メイド長は、萌黄に怒鳴り散らす。

「こんな面倒な仕事をさせられて、こっちも苛つくんだよ! ご指導代でも払ってほしいもんだよ!」

「あっ……やめてください!」

 メイド長は萌黄のボストンバッグをあさりだす。
 萌黄が止めようと手を伸ばしたが、また突き飛ばされてしまった。

「なんだい、意味不明な道具に本? 汚い古着だね! 口紅のひとつもないのかい! あんた本当に令嬢かい!?」

 酷い暴言だった。

「やっと財布が出てきた」

「お、お返しください!」

「うるさいねぇ! 上納金ってやつだよ。これから少しでも楽に生きたいなら、私に金を払わねばね。
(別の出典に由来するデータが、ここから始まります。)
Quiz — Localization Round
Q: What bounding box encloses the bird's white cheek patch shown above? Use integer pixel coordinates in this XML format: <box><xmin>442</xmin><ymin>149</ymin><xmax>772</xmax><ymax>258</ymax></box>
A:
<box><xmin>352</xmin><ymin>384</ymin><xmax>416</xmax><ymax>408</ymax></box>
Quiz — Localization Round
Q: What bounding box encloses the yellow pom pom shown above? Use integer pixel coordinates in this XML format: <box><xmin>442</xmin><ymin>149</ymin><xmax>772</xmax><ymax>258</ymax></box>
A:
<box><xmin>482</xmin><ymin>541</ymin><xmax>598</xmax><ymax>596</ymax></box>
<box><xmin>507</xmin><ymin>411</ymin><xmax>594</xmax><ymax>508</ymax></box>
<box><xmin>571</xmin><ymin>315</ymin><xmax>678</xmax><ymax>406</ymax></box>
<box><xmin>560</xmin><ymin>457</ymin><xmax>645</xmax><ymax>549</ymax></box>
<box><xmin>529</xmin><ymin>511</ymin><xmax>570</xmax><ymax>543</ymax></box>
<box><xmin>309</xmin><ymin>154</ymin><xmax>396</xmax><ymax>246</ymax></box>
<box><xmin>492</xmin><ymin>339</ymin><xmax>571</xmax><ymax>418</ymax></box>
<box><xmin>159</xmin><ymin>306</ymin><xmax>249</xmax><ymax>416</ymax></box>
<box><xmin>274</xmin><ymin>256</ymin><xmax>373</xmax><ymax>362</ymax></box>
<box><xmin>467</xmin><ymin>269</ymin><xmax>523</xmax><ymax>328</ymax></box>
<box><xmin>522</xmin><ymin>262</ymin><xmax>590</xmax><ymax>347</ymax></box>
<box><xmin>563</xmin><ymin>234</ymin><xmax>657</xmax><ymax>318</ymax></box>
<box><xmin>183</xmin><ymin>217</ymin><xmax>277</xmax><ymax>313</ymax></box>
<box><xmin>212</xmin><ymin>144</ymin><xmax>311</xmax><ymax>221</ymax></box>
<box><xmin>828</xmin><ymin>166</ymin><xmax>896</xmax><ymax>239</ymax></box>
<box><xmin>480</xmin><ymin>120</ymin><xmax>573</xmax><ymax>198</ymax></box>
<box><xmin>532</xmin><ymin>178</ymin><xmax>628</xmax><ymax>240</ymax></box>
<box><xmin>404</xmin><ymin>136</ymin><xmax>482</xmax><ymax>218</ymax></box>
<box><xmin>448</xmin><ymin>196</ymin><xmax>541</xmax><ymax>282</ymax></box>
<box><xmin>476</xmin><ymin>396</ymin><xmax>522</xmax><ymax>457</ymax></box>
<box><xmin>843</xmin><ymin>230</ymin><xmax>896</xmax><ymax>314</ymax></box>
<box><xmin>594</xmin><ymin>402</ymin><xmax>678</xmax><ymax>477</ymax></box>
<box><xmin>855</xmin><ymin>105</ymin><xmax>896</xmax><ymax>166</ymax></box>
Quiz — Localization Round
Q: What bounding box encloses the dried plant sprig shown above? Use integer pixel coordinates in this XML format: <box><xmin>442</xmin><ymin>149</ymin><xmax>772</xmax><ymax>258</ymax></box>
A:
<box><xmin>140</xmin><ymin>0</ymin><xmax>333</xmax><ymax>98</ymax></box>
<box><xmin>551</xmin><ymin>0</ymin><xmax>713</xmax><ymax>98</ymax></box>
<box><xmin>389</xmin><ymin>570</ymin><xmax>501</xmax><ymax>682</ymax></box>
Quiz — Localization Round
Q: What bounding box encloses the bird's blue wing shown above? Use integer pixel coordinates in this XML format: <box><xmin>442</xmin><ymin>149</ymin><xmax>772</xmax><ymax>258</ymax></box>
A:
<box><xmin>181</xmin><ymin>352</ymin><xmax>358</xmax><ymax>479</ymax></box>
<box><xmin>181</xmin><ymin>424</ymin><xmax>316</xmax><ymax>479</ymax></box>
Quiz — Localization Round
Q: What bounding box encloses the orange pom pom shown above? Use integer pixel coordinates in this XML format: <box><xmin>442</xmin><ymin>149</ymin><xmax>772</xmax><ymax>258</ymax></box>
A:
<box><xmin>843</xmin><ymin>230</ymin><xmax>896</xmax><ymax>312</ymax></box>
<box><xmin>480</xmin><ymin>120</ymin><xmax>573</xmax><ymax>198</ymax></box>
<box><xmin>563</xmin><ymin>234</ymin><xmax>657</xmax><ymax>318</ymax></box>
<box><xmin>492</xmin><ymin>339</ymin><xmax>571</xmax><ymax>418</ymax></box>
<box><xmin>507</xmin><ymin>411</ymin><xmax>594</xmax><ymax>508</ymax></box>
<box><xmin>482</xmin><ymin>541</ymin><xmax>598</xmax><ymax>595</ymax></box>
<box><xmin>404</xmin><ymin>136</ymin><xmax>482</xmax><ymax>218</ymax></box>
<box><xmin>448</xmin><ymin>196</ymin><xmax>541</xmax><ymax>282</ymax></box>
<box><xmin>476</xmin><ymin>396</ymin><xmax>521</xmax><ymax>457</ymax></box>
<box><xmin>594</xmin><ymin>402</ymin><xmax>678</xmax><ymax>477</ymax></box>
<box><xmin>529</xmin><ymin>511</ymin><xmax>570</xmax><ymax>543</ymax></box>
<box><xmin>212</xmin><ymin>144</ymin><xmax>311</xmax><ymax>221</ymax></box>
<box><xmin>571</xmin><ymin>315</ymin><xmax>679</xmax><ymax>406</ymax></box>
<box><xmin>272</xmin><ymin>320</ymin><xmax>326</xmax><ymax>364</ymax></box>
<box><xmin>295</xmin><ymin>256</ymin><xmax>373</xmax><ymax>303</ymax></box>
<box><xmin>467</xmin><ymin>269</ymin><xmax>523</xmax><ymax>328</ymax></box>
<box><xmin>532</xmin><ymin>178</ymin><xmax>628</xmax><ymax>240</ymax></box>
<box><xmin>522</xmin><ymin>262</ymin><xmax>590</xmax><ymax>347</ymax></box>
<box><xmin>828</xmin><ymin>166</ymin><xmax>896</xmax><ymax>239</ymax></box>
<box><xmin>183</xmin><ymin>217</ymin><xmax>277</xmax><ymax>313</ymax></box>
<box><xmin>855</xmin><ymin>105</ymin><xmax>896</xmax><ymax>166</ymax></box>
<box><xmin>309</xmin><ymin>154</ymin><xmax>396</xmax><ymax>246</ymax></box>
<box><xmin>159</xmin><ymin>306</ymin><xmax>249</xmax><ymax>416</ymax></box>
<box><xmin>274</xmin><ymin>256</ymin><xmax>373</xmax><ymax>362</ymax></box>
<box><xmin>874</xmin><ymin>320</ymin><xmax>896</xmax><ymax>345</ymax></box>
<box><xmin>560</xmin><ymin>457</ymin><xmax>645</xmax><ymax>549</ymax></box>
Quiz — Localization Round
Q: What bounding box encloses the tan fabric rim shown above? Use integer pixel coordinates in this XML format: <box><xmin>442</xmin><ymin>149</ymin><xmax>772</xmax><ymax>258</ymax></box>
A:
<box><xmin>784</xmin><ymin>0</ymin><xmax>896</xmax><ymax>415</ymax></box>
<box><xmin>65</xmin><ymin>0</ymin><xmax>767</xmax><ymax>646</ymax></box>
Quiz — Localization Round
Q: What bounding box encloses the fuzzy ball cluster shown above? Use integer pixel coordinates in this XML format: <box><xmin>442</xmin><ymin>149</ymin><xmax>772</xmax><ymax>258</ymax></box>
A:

さぁ! さっさと来な!」

 呆然とする萌黄のボストンバッグを、メイド長が持った。
 
「あっ……」

 ボストンバッグには祖父から贈られた宝物が入っている。
 だが、声を荒らげれば金目の物だとメイド長は思うだろう。
 バッグを人質にとられて、萌黄は黙ってついていく。

「こっちだよ」

 朝だというのに、薄暗い離れの和式の家。
 ここが使用人の部屋だという。
 朝の支度をしてメイド服に着替えた使用人達が、萌黄を見る。
 惨めな萌黄を見て、クスクスと嘲笑するメイド達。

「あんたの部屋はここ」

 案内された部屋は、引き戸がもうボロボロ。
 部屋は三畳間ほどで、畳はもう腐ったように凹んで、畳まれた布団も黄色く変色している。
 窓は小さくて日も入らないので、かび臭く、ジメジメとしていた。
 家具は、脇にろうそくのランプが置いているだけだ。

 物置だと言われても、物が痛んでしまうのでは? と思うほどの酷さ。
 人間がここに住もうものなら、心も身体も病むだろう……まるで牢獄だ。

「本当にここなのですか?」

「当然だろ。さっさと着替えてきな」
 
 萌黄は腕を引っ張られて、物のように部屋に投げ入れられた。
 汚い畳の上で、萌黄は絶望しか感じなかった。

 ショックで身体が動かず、時間が過ぎてしまったので怒ったメイドに何度も頬を打たれた。
 そして放心したままメイド服に着替えて、言われるがままに屋敷の玄関に立つ。

 そこに陸一郎と真白が現れた。